Tutti o quasi gli esponenti politici e sindacali in Italia hanno parlato della necessità di restituire centralità al lavoro. “Dobbiamo dare le risposte che la società si aspetta”, ha detto il neoministro del Lavoro, Enrico Giovannini, a margine della cerimonia per l’omaggio ai caduti sul lavoro davanti alla sede dell’Inail. “Non è un impegno facile – ha aggiunto – e va risolto anche in un’ottica europea”. Il ministro, che fino a pochi giorni fa era presidente dell’Istat, ha aggiunto che “una riforma del lavoro disegnata in modo coerente per un’economia che cresce può avere problemi per un’economia in recessione. Dobbiamo capire cosa modificare, ma il mondo del lavoro ha bisogno della stabilità delle regole”.

Far rispettare le regole, aumentare i controlli e combattere l’evasione fiscale sono sicuramente azioni prioritarie per migliorare la situazione del mercato del lavoro nel nostro Paese. Tuttavia, mentre i nostri politici, dopo essersi presi due mesi “sabbatici”, cercano di “capire cosa modificare”, la disoccupazione in Italia cresce e con essa tutti i problemi dovuti alla presenza di un mercato del lavoro “atrofizzato”. Secondo l’ultimo bollettino Istat, i disoccupati in Italia sono l’11,2% della popolazione attiva, 2 milioni e 950 mila.
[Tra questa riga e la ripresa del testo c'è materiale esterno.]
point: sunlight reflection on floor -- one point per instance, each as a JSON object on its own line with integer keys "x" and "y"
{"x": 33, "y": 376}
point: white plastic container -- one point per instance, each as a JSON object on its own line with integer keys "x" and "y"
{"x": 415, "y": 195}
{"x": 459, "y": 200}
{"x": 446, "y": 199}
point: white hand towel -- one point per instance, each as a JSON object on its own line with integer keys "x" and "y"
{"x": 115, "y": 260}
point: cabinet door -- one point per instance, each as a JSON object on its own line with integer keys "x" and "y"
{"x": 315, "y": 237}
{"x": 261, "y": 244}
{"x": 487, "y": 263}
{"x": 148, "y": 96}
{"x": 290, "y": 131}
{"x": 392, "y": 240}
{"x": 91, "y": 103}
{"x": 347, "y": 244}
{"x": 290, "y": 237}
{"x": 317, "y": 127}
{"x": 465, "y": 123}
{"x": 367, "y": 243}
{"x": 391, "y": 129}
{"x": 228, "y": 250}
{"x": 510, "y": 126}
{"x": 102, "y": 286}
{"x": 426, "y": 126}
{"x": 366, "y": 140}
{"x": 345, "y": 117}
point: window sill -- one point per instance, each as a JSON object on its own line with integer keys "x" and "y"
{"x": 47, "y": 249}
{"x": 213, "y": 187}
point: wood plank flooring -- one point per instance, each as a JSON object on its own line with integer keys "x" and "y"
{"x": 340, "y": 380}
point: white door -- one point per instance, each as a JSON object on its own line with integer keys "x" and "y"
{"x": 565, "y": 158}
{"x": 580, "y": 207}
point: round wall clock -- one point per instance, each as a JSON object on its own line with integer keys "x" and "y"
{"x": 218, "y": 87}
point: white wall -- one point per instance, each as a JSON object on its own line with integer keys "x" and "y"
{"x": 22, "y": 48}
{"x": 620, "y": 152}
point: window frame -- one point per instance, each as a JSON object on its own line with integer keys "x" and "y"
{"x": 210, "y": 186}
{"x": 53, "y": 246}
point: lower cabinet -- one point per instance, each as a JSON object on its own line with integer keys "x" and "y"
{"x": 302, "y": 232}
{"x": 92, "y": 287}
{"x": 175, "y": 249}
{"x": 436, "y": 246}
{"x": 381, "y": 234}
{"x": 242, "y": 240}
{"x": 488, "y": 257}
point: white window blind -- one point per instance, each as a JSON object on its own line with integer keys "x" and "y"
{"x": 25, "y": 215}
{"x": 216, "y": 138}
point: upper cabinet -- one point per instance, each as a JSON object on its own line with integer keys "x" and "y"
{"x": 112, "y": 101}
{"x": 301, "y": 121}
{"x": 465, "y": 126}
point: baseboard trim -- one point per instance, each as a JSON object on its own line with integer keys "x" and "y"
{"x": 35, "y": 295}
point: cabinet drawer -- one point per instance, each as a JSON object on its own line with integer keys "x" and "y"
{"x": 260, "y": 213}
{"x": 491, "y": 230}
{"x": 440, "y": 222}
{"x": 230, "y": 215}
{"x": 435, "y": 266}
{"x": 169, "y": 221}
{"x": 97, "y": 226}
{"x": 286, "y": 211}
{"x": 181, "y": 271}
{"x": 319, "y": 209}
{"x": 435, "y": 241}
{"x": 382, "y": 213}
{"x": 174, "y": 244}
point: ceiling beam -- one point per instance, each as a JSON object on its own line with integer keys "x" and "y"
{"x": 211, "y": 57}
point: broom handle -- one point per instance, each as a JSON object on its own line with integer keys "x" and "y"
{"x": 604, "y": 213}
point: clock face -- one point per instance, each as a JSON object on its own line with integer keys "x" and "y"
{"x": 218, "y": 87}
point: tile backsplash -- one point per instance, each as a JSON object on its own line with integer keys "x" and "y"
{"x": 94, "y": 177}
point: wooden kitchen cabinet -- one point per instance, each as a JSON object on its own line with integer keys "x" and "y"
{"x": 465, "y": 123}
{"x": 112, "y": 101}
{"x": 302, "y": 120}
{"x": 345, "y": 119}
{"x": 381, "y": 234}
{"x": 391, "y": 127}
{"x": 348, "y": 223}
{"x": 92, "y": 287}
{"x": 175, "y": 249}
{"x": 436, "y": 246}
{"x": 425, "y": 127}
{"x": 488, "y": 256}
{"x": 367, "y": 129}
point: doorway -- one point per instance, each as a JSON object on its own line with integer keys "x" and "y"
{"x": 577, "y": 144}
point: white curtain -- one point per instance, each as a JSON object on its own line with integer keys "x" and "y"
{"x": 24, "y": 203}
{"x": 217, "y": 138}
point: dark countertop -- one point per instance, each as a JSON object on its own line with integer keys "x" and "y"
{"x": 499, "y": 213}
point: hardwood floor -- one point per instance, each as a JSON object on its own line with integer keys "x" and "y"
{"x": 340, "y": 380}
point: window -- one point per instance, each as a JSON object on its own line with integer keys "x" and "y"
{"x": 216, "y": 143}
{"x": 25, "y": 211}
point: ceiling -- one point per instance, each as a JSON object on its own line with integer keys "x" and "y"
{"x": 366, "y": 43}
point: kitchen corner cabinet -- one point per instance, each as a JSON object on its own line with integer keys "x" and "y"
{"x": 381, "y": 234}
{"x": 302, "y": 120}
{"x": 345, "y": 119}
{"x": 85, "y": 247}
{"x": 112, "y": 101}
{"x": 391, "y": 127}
Di per sé il dato non è allarmante come quello di altri Paesi (vedi Grecia, Portogallo o Spagna), se non fosse per il fatto che ben 635 mila giovani fino a 24 anni sono senza lavoro, il 38,4% delle nuove leve, mentre il tasso di inattività delle persone in età da lavoro è pari al 36,3%. I dati Istat mettono in evidenza, inoltre, la discrepanza tra il numero di uomini occupati (65,9%) e il numero di donne che lavorano (46,7%), con una differenza a sfavore di queste ultime di 19,2 punti percentuali. Anche il tasso di disoccupazione mensile è del 10,7% per gli uomini e del 12,7% per le donne. Per non parlare poi delle differenze tra Nord e Sud.
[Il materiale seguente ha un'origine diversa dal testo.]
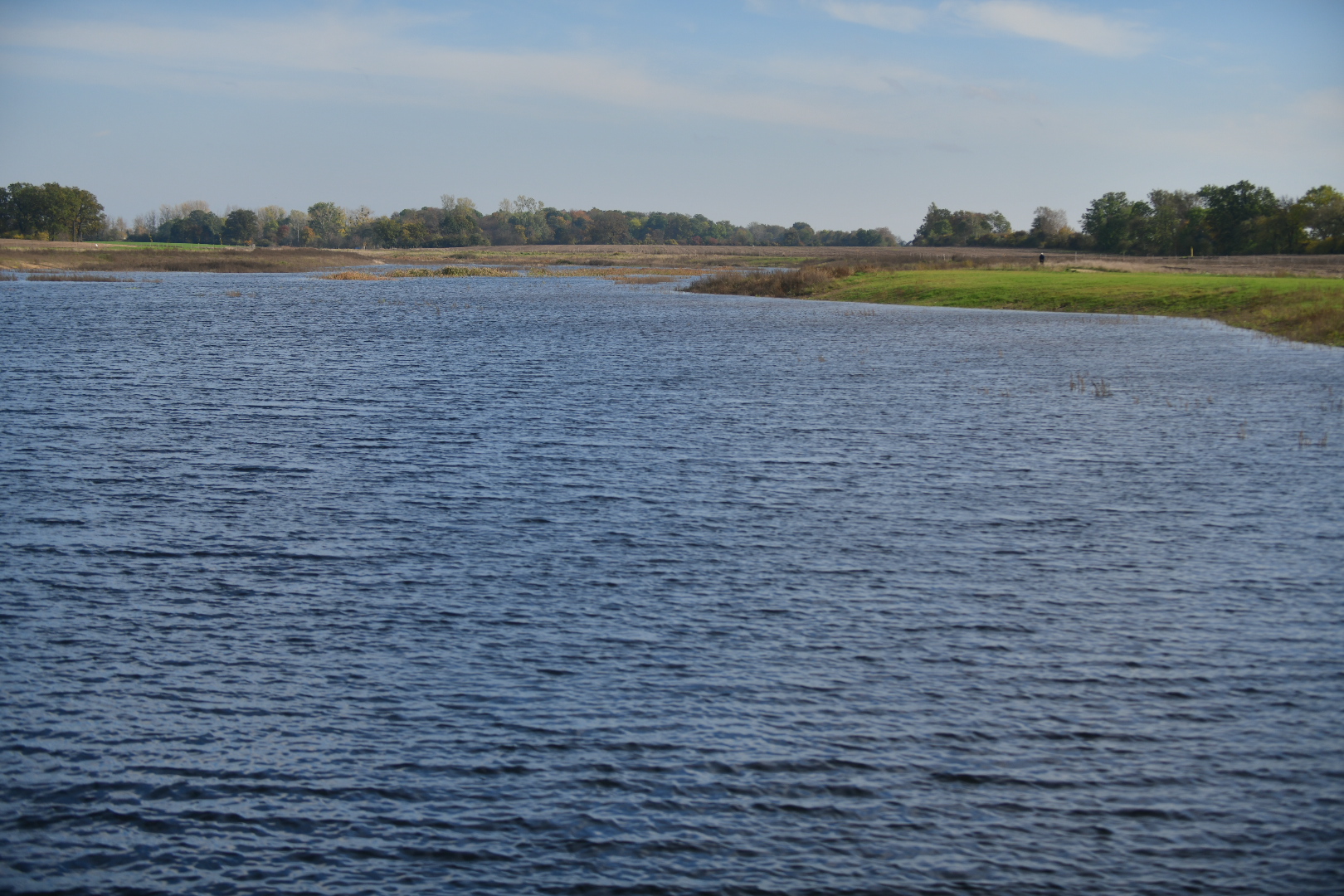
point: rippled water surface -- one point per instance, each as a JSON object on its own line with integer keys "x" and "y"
{"x": 555, "y": 586}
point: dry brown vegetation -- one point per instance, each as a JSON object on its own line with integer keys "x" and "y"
{"x": 219, "y": 261}
{"x": 82, "y": 278}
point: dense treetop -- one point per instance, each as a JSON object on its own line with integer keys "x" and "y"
{"x": 1239, "y": 219}
{"x": 1214, "y": 221}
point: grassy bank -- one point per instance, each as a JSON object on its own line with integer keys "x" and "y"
{"x": 1309, "y": 309}
{"x": 147, "y": 257}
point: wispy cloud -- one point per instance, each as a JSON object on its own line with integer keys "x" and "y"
{"x": 1088, "y": 32}
{"x": 877, "y": 15}
{"x": 370, "y": 61}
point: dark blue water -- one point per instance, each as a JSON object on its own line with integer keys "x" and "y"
{"x": 554, "y": 586}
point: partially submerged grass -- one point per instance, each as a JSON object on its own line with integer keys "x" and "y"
{"x": 1304, "y": 309}
{"x": 82, "y": 278}
{"x": 222, "y": 261}
{"x": 401, "y": 273}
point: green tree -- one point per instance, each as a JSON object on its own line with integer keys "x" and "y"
{"x": 1237, "y": 215}
{"x": 329, "y": 221}
{"x": 241, "y": 227}
{"x": 1322, "y": 215}
{"x": 1114, "y": 222}
{"x": 609, "y": 227}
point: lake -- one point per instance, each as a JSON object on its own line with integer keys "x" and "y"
{"x": 561, "y": 586}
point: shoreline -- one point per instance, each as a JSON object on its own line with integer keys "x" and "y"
{"x": 1305, "y": 309}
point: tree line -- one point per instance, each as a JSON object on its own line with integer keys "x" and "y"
{"x": 50, "y": 212}
{"x": 1238, "y": 219}
{"x": 457, "y": 222}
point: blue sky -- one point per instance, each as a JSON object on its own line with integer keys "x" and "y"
{"x": 834, "y": 112}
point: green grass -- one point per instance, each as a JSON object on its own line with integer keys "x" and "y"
{"x": 1298, "y": 308}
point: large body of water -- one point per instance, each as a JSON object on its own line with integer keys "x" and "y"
{"x": 555, "y": 586}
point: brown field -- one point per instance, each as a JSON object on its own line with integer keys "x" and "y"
{"x": 17, "y": 254}
{"x": 38, "y": 257}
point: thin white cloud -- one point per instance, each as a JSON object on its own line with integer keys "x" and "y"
{"x": 368, "y": 61}
{"x": 877, "y": 15}
{"x": 1088, "y": 32}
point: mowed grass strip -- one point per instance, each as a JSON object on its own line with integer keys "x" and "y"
{"x": 1307, "y": 309}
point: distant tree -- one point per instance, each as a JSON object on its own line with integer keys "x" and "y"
{"x": 609, "y": 227}
{"x": 1235, "y": 215}
{"x": 1049, "y": 226}
{"x": 1322, "y": 215}
{"x": 241, "y": 227}
{"x": 299, "y": 229}
{"x": 268, "y": 223}
{"x": 942, "y": 227}
{"x": 1112, "y": 221}
{"x": 1175, "y": 225}
{"x": 199, "y": 226}
{"x": 329, "y": 221}
{"x": 75, "y": 210}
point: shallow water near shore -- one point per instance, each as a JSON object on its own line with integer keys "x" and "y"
{"x": 558, "y": 586}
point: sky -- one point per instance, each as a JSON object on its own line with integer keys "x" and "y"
{"x": 840, "y": 113}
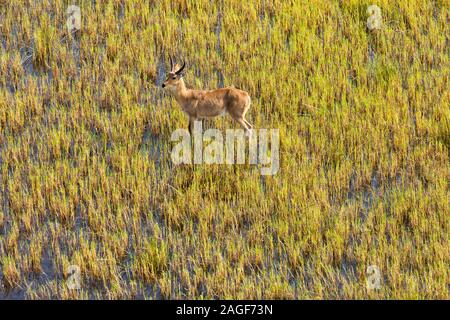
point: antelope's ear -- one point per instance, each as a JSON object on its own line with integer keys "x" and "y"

La quota dei dipendenti in attesa di rinnovo o del proprio contratto collettivo, inoltre, rappresenta ben il 40,8% del totale dei lavoratori del nostro Paese (il 23,4% nel settore privato). L’Istat ci segnala anche che l’attesa del rinnovo per i lavoratori con il contratto scaduto è, in media nel nostro Paese, di 28,8 mesi per l’insieme degli occupati e di 6,2 mesi per quelli del settore privato. L’atrofia e la difficoltà di accesso dei giovani al mondo del lavoro fanno sì che le retribuzioni dei lavoratori italiani siano tra le più basse d’Europa in relazione al costo della vita. Gli stipendi dei lavoratori italiani a marzo 2013 sono rimasti stabili rispetto al mese precedente e sono aumentati in media solo dell’1,4% rispetto a un anno fa.
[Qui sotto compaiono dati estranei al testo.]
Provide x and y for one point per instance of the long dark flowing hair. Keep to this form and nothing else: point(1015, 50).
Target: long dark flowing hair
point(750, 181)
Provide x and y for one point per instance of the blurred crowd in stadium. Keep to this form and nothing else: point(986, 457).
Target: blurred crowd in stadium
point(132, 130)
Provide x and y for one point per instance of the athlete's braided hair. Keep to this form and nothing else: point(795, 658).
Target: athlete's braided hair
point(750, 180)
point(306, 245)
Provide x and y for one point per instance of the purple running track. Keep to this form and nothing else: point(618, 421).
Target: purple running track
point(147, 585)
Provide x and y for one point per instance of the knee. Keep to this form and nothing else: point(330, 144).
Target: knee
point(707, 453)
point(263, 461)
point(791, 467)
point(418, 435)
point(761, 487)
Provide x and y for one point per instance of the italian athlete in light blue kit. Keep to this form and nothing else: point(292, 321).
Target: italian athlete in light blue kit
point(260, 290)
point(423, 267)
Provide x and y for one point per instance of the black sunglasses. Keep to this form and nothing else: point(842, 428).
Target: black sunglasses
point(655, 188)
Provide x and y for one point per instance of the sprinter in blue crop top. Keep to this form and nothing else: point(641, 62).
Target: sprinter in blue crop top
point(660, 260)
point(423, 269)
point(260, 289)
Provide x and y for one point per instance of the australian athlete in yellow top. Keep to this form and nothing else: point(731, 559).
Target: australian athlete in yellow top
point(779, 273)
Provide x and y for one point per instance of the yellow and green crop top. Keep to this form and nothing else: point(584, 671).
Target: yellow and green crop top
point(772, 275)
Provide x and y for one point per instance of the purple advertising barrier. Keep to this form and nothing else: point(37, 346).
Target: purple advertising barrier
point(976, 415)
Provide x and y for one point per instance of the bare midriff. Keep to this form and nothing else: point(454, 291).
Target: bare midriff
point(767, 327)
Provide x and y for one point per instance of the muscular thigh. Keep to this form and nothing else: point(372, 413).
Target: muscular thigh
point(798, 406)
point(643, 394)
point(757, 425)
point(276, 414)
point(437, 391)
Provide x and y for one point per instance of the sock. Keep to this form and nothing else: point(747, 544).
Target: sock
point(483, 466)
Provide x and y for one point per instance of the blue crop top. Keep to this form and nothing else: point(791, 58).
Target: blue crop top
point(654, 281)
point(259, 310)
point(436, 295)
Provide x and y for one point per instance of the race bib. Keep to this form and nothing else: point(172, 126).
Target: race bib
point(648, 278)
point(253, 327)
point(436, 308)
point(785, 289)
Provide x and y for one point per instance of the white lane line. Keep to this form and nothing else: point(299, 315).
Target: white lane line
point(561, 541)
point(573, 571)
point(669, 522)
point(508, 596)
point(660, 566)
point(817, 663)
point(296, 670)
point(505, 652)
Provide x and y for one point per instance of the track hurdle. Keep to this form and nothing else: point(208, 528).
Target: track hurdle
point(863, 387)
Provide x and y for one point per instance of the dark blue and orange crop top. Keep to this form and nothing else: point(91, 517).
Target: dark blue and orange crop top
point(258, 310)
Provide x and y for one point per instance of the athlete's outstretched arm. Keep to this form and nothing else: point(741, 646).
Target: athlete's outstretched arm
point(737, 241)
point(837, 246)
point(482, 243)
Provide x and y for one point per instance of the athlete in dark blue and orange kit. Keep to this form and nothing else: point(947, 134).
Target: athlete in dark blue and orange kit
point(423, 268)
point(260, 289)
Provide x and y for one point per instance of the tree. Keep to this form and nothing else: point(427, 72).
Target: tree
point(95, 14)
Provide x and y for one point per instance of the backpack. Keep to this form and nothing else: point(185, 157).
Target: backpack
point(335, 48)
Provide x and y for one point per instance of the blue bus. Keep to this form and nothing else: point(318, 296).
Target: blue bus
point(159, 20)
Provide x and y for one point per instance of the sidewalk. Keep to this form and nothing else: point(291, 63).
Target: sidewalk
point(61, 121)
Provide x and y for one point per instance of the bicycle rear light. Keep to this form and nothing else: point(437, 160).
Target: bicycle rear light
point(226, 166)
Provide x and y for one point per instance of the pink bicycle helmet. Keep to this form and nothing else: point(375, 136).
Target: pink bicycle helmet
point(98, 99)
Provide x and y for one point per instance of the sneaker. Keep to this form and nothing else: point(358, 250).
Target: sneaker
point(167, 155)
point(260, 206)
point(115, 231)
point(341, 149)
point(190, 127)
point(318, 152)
I dati parlano chiaro, ma non sono sufficienti per capire di cosa ha bisogno l’Italia. Per riformare il lavoro serve un dibattito serio su quale futuro vogliamo per i nostri giovani e un confronto generazionale cui dovrebbero contribuire i sindacati, liberandosi di vecchi modelli “ideologici” ormai obsoleti. È significativo che quest’anno, a Bologna, siano scesi in piazza fianco a fianco lavoratori e imprenditori, per ricordare una festività che da sempre è “bastione dei sindacati”. Voci diverse hanno condiviso lo stesso palco con obiettivi comuni, le richieste degli uni si sono confrontate con quelle degli altri, alla ricerca di soluzioni accettabili per entrambi.

Nelle migliaia di piccole e medie imprese italiane gli imprenditori e i lavoratori, schiacciati dalla crisi e da un modello di sviluppo deleterio, sono ormai sulla stessa barca, mentre i dirigenti delle grandi aziende rimangono lontani sia dagli uni che dagli altri, come i parlamentari nella loro gabbia di vetro. La manifestazione di Bologna, per quanto inusuale, rappresenta un primo passo avanti verso una possibile unità d’intenti che ormai nel nostro Paese non è solo necessaria, ma indispensabile.